Databricks SQLAlchemy plugin for Python

These details have not been verified by PyPI

Project links

Project description

Databricks dialect for SQLALchemy 1.0

The Databricks dialect for SQLAlchemy serves as bridge between SQLAlchemy and the Databricks SQL Python driver. A working example demonstrating usage can be found in example.py.

Installation

To install the dialect and its dependencies:

pip install databricks-sqlalchemy~=1.0

If you also plan to use alembic you can alternatively run:

pip install alembic

Connection String

Every SQLAlchemy application that connects to a database needs to use an Engine, which you can create by passing a connection string to create_engine. The connection string must include these components:

Host
HTTP Path for a compute resource
API access token
Initial catalog for the connection
Initial schema for the connection

Note: Our dialect is built and tested on workspaces with Unity Catalog enabled. Support for the hive_metastore catalog is untested.

For example:

import os
from sqlalchemy import create_engine

host = os.getenv("DATABRICKS_SERVER_HOSTNAME")
http_path = os.getenv("DATABRICKS_HTTP_PATH")
access_token = os.getenv("DATABRICKS_TOKEN")
catalog = os.getenv("DATABRICKS_CATALOG")
schema = os.getenv("DATABRICKS_SCHEMA")

if sqlalchemy.__version__.startswith("1.3"):
	# SQLAlchemy 1.3.x fails to parse the http_path, catalog, and schema from our connection string
	# Pass these in as connect_args instead

	conn_string = f"databricks://token:{access_token}@{host}"
	connect_args = dict(catalog=catalog, schema=schema, http_path=http_path)
	all_connect_args = {**extra_connect_args, **connect_args}
	engine = create_engine(conn_string, connect_args=all_connect_args)
else:
	engine = create_engine(
		f"databricks://token:{access_token}@{host}?http_path={http_path}&catalog={catalog}&schema={schema}",
		connect_args=extra_connect_args,
	)

Types

The SQLAlchemy type hierarchy contains backend-agnostic type implementations (represented in CamelCase) and backend-specific types (represented in UPPERCASE). The majority of SQLAlchemy's CamelCase types are supported. This means that a SQLAlchemy application using these types should "just work" with Databricks.

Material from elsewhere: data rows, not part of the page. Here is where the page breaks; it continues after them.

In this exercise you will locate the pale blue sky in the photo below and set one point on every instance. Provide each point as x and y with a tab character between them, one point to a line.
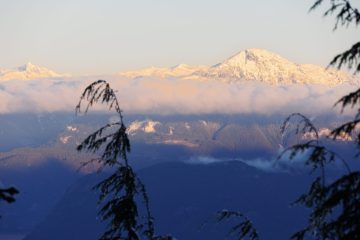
106	36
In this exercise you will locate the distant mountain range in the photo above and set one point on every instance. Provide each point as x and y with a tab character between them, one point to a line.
28	71
249	65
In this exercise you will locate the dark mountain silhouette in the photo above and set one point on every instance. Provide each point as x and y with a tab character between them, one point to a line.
184	197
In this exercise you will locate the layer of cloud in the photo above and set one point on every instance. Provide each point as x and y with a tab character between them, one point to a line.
174	96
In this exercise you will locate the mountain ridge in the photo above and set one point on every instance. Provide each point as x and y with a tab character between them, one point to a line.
249	65
28	71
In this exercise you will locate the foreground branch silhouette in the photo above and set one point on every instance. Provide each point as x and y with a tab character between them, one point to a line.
121	192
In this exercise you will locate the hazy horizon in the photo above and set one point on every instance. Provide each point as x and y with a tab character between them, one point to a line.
90	37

SQLAlchemy Type	Databricks SQL Type
`BigInteger`	`BIGINT`
`LargeBinary`	(not supported)
`Boolean`	`BOOLEAN`
`Date`	`DATE`
`DateTime`	`TIMESTAMP_NTZ`
`Enum`	(not supported)
`Float`	`FLOAT`
`Integer`	`INT`
`Numeric`	`DECIMAL`
`PickleType`	(not supported)
`SmallInteger`	`SMALLINT`
`String`	`STRING`
`Text`	`STRING`
`Time`	`STRING`
`Unicode`	`STRING`
`UnicodeText`	`STRING`
`Uuid`	`STRING`

`LargeBinary()` and `PickleType()`

Databricks Runtime doesn't currently support binding of binary values in SQL queries, which is a pre-requisite for this functionality in SQLAlchemy.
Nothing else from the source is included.